If the efficiency is bigger than 1 then the first estimator is considered better; if the efficiency is less then 1 than the second would be considered better.

In this case we see that for $n> 1$ the first estimator is more effiicient. Does this make sense?

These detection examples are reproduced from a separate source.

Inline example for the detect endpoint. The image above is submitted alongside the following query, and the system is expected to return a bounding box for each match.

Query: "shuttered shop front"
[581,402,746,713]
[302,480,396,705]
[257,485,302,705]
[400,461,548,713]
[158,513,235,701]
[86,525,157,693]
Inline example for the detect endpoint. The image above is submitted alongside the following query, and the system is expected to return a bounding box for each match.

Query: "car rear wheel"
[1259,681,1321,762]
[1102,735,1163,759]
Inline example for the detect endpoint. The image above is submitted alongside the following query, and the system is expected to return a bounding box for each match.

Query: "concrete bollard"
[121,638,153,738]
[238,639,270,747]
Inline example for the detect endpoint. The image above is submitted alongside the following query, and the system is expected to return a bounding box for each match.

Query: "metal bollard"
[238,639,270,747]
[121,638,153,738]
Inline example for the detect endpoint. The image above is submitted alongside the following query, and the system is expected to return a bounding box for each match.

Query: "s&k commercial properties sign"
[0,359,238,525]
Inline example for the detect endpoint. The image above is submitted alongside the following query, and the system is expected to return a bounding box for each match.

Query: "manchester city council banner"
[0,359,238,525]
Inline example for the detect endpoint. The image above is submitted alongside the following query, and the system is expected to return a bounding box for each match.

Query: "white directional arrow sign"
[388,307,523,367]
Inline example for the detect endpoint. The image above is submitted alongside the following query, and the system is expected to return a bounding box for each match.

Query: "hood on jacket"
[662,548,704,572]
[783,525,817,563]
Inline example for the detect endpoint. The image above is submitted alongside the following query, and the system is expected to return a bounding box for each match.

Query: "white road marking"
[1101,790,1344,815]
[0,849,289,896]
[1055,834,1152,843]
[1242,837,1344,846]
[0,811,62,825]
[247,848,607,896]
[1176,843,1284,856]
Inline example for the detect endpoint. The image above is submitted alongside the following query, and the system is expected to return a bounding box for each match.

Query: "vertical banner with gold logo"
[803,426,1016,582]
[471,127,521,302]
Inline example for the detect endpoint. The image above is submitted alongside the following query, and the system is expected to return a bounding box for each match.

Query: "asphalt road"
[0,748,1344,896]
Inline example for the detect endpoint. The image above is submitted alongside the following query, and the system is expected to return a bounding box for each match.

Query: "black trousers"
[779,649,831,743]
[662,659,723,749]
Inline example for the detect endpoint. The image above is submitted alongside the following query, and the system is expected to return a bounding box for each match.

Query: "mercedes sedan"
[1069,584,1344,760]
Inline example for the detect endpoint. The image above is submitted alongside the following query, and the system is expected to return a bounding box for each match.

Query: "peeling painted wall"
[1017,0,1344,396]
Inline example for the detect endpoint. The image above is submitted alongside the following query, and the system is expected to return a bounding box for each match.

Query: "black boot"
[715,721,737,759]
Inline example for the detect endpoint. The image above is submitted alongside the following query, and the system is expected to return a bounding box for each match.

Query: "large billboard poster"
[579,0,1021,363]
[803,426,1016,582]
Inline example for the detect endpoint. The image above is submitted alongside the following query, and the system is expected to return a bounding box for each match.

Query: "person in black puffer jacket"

### Effeciency is a bad word here

Of course there are other problems with effeciency. A new probably confronting statisticians and data scientists is when they have to much data and computing an estimator from the data becomes inefficient. In the example above one can compute both in O(n) operations so they are approximately equivalent computationally. But sorting in particular is computationally intensive and so you can imagine examples using the other $Y_{(k)}$ that would become computationally complex.

# Discussion

Finding new estimators is a fun business. In most cases, for known distributions and the standard parameters, we have known best unbiased estimators available (google and wikipedia can help you find them). Where the work goes is, looking back at our initial problem, when we have a specific problem that is necessitating an biased estimate of one kind or another. To find these means we are giving up on best in the MSE sense and are now trying to minimize something else. 

You can write a PhD thesis about solving one of these problems!